Durant une cérémonie honorant les 13 lauréats de la médaille de la liberté dans la Salle Est, Obama avait expliqué que Karski « avait servi de courrier pour la résistance polonaise au cours des journées les plus obscures de la Seconde Guerre mondiale. Avant un voyage au-delà des lignes ennemies, les combattants de la résistance lui avaient dit que les Juifs étaient assassinés sur une échelle massive et l’avaient fait clandestinement entrer dans le ghetto de Varsovie et dans un camp de la mort polonais pour lui faire constater par lui-même ce qui était en cours. Jan avait donné cette information au président Franklin D. Roosevelt, délivrant l’un des tous premiers récits sur la Shoah et implorant le monde de passer à l’action ».

Après des plaintes, la Maison Blanche avait déclaré qu’Obama s’était mal exprimé.

L’entrée du camp d’extermination nazi d’Auschwitz-Birkenau avec le célèbre slogan « Arbeit macht frei » (Le travail libère). (Crédit : Joël Saget/AFP)

La législation prévoit des condamnations s’élevant jusqu’à trois ans de prison.
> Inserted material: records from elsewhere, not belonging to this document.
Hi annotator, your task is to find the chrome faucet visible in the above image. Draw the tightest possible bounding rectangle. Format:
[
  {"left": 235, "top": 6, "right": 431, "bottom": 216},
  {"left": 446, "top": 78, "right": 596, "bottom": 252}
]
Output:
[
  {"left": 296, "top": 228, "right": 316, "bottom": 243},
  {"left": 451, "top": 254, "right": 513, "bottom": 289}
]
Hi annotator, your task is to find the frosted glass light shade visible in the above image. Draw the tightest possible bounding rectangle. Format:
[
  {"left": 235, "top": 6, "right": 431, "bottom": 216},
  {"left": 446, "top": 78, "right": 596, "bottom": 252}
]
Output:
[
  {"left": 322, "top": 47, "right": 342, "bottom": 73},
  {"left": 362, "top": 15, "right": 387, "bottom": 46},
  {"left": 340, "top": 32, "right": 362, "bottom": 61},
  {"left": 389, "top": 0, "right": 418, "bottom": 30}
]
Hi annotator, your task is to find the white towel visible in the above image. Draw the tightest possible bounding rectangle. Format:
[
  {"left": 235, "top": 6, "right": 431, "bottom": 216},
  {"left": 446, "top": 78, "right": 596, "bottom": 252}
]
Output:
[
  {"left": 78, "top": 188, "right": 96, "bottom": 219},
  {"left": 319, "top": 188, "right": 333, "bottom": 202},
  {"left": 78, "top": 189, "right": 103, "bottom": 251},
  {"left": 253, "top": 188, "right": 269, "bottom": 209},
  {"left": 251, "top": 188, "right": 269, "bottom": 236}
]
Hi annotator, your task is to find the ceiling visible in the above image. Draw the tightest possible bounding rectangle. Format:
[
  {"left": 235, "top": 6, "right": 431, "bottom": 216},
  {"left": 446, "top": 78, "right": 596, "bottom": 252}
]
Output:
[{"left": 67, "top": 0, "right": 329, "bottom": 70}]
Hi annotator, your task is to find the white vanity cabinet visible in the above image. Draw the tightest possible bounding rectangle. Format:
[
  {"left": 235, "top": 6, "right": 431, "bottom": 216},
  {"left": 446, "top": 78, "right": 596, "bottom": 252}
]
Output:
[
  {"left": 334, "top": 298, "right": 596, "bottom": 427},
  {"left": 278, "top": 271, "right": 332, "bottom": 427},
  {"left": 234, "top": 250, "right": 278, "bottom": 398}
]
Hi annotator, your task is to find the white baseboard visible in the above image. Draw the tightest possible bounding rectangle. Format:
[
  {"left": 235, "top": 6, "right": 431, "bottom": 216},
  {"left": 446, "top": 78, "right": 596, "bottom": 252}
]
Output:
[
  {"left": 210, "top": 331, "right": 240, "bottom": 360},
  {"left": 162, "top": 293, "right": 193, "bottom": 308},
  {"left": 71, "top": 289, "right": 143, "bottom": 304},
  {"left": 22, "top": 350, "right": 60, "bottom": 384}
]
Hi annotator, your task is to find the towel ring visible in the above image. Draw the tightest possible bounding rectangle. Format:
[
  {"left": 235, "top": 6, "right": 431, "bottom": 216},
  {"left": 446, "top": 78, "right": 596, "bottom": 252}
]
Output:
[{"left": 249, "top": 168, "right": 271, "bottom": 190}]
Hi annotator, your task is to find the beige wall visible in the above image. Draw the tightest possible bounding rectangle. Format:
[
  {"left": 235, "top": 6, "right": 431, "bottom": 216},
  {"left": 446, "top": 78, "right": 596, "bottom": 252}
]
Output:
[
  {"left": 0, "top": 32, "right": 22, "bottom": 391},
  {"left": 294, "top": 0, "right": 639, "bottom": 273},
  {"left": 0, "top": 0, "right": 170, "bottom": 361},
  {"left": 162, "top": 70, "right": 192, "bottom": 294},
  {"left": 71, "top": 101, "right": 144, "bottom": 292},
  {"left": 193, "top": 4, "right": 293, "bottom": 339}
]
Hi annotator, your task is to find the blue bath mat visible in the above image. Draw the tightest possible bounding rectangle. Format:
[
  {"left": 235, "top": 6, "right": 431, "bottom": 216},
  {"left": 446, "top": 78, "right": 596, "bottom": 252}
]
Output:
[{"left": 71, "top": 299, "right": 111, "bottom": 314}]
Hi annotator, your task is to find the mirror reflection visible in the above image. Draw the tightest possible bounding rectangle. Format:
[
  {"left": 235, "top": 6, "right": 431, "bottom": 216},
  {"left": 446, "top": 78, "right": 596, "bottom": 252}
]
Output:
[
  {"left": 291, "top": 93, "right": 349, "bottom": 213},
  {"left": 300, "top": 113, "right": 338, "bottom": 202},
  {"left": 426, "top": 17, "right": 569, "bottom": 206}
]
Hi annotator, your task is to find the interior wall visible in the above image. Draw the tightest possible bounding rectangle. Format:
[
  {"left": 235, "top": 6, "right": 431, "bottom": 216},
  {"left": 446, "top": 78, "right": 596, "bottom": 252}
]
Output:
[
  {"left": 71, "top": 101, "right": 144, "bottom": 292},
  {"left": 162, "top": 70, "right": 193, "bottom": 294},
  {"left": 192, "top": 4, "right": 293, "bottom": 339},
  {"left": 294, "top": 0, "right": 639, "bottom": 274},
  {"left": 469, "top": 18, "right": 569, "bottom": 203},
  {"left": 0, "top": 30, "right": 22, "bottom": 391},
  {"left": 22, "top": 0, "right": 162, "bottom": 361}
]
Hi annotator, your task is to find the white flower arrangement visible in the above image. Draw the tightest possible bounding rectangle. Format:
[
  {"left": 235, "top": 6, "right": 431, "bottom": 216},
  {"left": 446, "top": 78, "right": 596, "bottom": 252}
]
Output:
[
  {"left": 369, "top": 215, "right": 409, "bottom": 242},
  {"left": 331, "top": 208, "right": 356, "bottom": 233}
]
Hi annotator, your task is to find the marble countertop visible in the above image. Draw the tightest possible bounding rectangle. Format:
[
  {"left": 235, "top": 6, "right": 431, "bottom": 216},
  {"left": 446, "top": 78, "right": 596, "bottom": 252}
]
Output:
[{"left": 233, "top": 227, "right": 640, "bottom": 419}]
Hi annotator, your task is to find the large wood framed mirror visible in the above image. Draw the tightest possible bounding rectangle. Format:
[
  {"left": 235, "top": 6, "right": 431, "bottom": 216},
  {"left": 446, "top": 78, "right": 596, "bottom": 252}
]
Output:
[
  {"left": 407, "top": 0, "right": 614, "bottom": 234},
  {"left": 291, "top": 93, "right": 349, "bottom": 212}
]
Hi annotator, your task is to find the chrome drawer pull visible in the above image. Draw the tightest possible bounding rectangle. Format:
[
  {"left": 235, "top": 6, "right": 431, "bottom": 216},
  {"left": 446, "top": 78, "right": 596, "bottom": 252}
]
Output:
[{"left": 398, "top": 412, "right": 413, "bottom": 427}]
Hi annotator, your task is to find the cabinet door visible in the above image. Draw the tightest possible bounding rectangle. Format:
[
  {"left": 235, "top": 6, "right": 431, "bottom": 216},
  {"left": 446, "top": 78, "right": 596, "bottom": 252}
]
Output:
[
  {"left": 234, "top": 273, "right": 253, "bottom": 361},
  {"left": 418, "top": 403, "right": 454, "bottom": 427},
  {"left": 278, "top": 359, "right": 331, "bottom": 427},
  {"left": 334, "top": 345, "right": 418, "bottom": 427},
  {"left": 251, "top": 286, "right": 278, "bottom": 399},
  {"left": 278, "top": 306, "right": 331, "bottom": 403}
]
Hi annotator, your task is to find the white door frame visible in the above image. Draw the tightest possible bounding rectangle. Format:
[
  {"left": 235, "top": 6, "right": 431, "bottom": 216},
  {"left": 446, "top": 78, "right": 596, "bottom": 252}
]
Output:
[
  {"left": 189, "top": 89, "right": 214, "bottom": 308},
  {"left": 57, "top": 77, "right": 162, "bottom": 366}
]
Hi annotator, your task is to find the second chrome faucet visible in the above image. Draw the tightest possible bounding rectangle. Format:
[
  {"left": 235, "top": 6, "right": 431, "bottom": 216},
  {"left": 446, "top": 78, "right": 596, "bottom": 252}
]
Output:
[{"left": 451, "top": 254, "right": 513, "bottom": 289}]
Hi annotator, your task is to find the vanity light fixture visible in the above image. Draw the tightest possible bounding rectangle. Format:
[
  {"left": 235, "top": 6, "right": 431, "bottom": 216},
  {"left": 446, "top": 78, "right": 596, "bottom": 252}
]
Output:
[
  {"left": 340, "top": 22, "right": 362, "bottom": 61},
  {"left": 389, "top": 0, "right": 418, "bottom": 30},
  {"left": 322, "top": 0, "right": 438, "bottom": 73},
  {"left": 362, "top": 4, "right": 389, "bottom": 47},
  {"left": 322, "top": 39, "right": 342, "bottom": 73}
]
Elle doit encore être approuvée par le sénat polonais et le président.

Les critiques disent que faire appliquer la loi à l’étranger serait impossible hors des frontières de la Pologne et qu’au sein du pays elle aura un effet glaçant sur les débats historiques et nuira à la liberté d’expression.

Tandis que la loi contient une disposition excluant les travaux universitaires et spécialisés, les opposants y voient encore un danger.

Ils s’inquiètent tout particulièrement de ce qu’elle puisse étouffer les recherches et le débat sur des sujets qui auraient la forme d’anathèmes pour les autorités nationalistes polonaises, notamment la question douloureuse des Polonais qui avaient fait du chantage aux Juifs ou les avaient dénoncés pendant la guerre.

Dorota Glowacka, conseillère juridique de la Fondation Helsinki des droits de l’Homme de Varsovie, a déclaré que la portée plus large du projet de loi augmentait le potentiel d’abus.